Weierstrass Approximation Theorem

Theorem

For any continuous, real-valued function \(f\) on the interval \([a,b]\) and any \(\epsilon > 0\), there exists some polynomial \(p\) such that

\[ \sup_{x \in [a,b]} |f(x) - p(x)| < \epsilon. \]

In other words, any continuous function may be approximated uniformly by a polynomial which differs at every point by less than \(\epsilon\).

Meta (Main Idea)

The theorem is most easily established in two steps.

Show that any continuous function can be uniformly approximated by piecewise-linear functions.
Show that piecewise linear functions can be uniformly approximated by polynomials.
A critical point in the second step is to show that the absolute value function \(|x|\) can itself be uniformly approximated by polynomials on any desired interval.

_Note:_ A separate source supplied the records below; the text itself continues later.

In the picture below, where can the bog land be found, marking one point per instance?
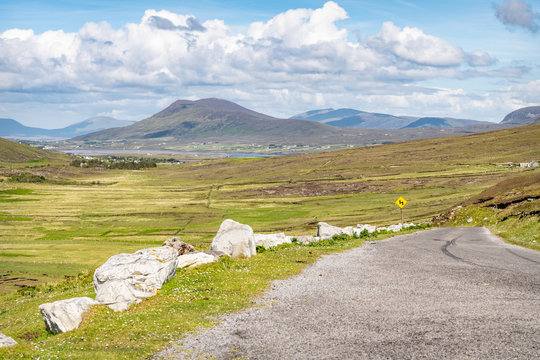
(60, 221)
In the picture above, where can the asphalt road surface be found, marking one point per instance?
(451, 293)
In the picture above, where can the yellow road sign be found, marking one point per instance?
(401, 202)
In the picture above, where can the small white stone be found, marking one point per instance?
(6, 341)
(65, 315)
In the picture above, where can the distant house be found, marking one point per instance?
(527, 165)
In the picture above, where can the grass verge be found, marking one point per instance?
(192, 299)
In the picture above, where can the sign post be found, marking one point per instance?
(401, 203)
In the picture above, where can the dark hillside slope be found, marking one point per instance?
(422, 157)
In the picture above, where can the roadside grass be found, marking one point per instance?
(510, 209)
(191, 300)
(71, 225)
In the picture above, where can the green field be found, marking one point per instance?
(76, 218)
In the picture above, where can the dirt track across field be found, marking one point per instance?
(451, 293)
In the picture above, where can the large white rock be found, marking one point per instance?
(307, 239)
(6, 341)
(128, 278)
(65, 315)
(395, 228)
(194, 259)
(234, 239)
(325, 231)
(271, 240)
(370, 228)
(351, 231)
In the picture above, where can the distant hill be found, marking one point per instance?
(524, 116)
(220, 121)
(361, 119)
(12, 129)
(355, 118)
(14, 153)
(214, 120)
(437, 122)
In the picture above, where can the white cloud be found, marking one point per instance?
(517, 13)
(299, 58)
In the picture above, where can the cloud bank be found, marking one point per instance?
(518, 13)
(298, 60)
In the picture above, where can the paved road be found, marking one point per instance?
(455, 293)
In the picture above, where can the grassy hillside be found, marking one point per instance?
(510, 209)
(50, 231)
(13, 153)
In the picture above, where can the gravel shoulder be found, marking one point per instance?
(450, 293)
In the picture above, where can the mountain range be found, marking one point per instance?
(10, 128)
(524, 116)
(215, 120)
(220, 121)
(360, 119)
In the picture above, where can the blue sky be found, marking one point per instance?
(64, 61)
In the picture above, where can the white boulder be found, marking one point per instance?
(6, 341)
(65, 315)
(128, 278)
(234, 239)
(271, 240)
(370, 228)
(307, 239)
(325, 231)
(194, 259)
(394, 228)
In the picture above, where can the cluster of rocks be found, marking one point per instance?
(125, 279)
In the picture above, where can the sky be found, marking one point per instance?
(64, 61)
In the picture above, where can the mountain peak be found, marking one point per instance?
(524, 116)
(212, 104)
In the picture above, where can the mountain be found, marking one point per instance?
(361, 119)
(12, 129)
(220, 121)
(90, 125)
(437, 122)
(214, 120)
(355, 118)
(15, 153)
(524, 116)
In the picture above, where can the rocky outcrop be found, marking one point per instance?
(128, 278)
(271, 240)
(194, 259)
(234, 239)
(65, 315)
(325, 231)
(180, 246)
(216, 254)
(370, 228)
(394, 228)
(306, 239)
(6, 341)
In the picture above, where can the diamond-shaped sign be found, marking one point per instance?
(401, 202)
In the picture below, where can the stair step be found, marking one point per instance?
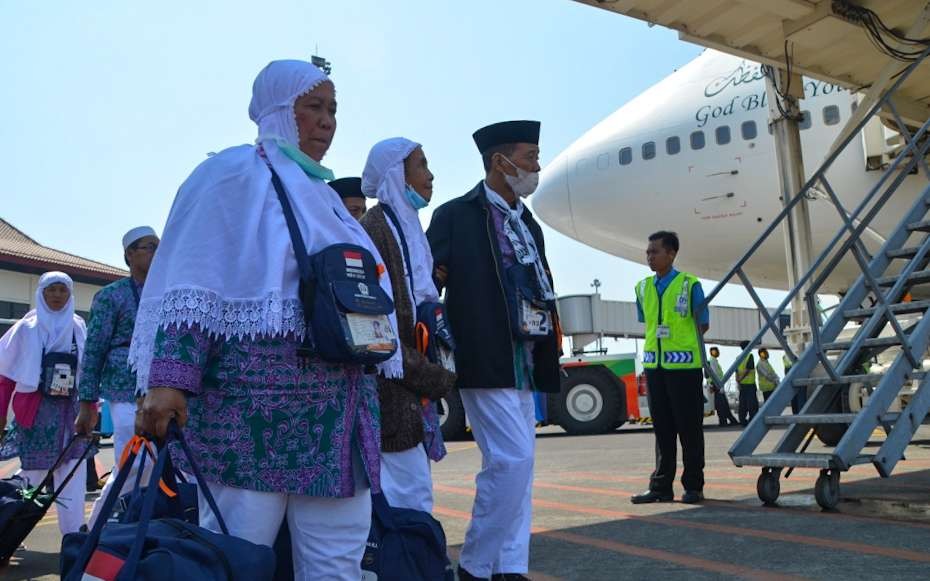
(897, 309)
(919, 277)
(922, 226)
(903, 253)
(873, 342)
(870, 379)
(820, 419)
(799, 460)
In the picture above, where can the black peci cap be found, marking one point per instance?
(506, 132)
(348, 187)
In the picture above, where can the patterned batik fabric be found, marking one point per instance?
(259, 420)
(39, 446)
(105, 371)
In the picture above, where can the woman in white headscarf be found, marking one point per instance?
(43, 424)
(398, 175)
(220, 323)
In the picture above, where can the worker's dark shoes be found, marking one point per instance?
(692, 497)
(464, 575)
(651, 496)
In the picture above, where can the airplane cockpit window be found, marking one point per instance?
(626, 156)
(649, 150)
(697, 140)
(805, 120)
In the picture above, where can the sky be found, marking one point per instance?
(110, 105)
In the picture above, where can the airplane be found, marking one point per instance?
(694, 154)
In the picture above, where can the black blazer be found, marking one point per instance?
(462, 238)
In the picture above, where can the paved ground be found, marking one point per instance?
(587, 529)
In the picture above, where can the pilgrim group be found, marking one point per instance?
(298, 340)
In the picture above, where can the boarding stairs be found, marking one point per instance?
(876, 319)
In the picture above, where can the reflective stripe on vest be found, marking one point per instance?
(681, 349)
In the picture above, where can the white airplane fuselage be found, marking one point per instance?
(611, 189)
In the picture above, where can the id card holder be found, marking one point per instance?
(371, 332)
(62, 381)
(535, 321)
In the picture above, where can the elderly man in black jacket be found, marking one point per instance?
(490, 258)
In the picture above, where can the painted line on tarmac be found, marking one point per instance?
(739, 505)
(634, 551)
(889, 552)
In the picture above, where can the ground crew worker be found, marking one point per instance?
(746, 379)
(667, 303)
(768, 379)
(724, 415)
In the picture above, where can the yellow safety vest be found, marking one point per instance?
(750, 378)
(679, 347)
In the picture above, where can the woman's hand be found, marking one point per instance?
(87, 418)
(159, 406)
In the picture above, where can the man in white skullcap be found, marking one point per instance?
(105, 372)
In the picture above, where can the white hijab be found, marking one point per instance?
(225, 261)
(383, 178)
(41, 329)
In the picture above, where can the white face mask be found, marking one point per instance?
(524, 183)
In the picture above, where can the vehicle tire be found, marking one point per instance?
(827, 489)
(768, 487)
(590, 401)
(452, 421)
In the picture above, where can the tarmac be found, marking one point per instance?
(585, 527)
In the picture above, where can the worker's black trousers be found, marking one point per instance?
(676, 404)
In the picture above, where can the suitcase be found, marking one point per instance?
(22, 507)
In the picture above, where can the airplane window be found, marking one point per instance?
(831, 115)
(697, 140)
(626, 156)
(649, 150)
(805, 120)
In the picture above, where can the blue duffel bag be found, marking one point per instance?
(165, 548)
(404, 545)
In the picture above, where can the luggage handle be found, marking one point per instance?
(148, 504)
(93, 538)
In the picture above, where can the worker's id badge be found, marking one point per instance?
(62, 380)
(534, 320)
(371, 332)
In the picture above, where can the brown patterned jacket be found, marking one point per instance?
(401, 407)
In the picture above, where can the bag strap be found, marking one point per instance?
(93, 538)
(307, 288)
(128, 571)
(406, 250)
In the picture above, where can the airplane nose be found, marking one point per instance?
(551, 201)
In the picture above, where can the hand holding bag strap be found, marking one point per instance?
(93, 538)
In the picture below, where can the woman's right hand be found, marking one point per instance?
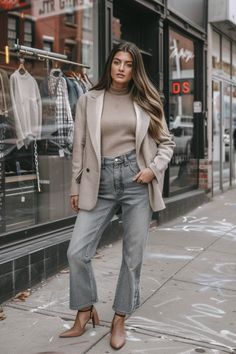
(74, 200)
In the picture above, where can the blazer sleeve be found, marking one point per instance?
(164, 154)
(78, 144)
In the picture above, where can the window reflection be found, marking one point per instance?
(35, 158)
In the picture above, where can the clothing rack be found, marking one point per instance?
(43, 54)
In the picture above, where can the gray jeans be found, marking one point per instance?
(117, 189)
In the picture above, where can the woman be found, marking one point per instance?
(121, 150)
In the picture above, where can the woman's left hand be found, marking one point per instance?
(144, 176)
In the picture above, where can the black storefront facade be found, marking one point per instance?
(36, 220)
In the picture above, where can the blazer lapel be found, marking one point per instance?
(94, 113)
(141, 126)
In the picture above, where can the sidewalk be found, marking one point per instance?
(188, 294)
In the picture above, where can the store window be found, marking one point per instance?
(216, 57)
(181, 80)
(226, 62)
(12, 31)
(195, 10)
(234, 61)
(217, 133)
(38, 98)
(70, 18)
(28, 33)
(48, 44)
(234, 132)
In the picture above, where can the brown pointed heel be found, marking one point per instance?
(79, 325)
(117, 340)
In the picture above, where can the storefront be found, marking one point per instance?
(223, 94)
(61, 49)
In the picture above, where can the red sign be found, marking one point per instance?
(181, 87)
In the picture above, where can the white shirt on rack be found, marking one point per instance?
(27, 107)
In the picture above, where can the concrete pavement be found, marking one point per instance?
(188, 294)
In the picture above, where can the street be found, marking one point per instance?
(188, 294)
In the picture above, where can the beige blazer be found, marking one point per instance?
(86, 161)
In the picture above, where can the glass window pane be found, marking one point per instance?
(234, 62)
(181, 59)
(217, 118)
(216, 62)
(226, 56)
(37, 124)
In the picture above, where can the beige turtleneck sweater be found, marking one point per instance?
(118, 123)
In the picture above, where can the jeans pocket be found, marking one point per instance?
(134, 167)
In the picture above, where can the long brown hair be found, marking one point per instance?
(142, 90)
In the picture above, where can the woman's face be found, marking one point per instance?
(121, 69)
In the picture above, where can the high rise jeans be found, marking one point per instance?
(117, 190)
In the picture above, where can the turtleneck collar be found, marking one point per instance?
(121, 91)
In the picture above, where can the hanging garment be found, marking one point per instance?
(64, 120)
(72, 93)
(7, 119)
(27, 107)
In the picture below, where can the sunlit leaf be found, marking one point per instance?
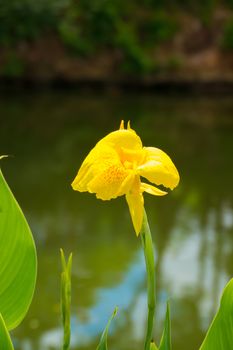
(165, 343)
(5, 340)
(220, 333)
(18, 263)
(103, 341)
(66, 298)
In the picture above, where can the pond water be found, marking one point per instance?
(48, 134)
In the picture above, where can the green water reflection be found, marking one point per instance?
(49, 134)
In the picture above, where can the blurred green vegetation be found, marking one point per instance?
(132, 29)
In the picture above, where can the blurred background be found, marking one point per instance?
(116, 41)
(69, 72)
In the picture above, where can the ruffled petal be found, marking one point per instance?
(158, 168)
(123, 138)
(113, 182)
(152, 190)
(97, 161)
(136, 205)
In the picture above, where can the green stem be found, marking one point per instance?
(150, 269)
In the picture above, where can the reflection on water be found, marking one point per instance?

1. Continuous Functions Uniformly Approximated by Piecewise Linear

Proposition

Suppose \(f\) is a continuous function on \([a,b]\). Then for every \(\epsilon > 0\), there is a piecewise-linear function \(g\) such that

\[ \sup_{x \in [a,b]} |f(x) - p(x)| < \epsilon. \]

Proof

Since \([a,b]\) is compact, \(f\) is uniformly continuous on \([a,b]\). Let \(\delta > 0\) be such that any two points \(x,y \in [a,b]\) with \(|x-y| < \delta\) satisfy \(|f(x) - f(y)| < \epsilon\). Let \(N\geq 1\) satisfy \((b-a)N^{-1} < \delta\) and subdivide \([a,b]\) into \(N\) evenly spaced subintervals \([a,x_2],[x_2,x_3],\ldots,[x_{N-1},b]\). Let \(g\) be the piecewise linear function which agrees with \(f\) at the points \(a,x_2,x_3,\ldots,x_{N-1},b\). By construction, any two adjacent points in this list are distance less than \(\delta\) apart.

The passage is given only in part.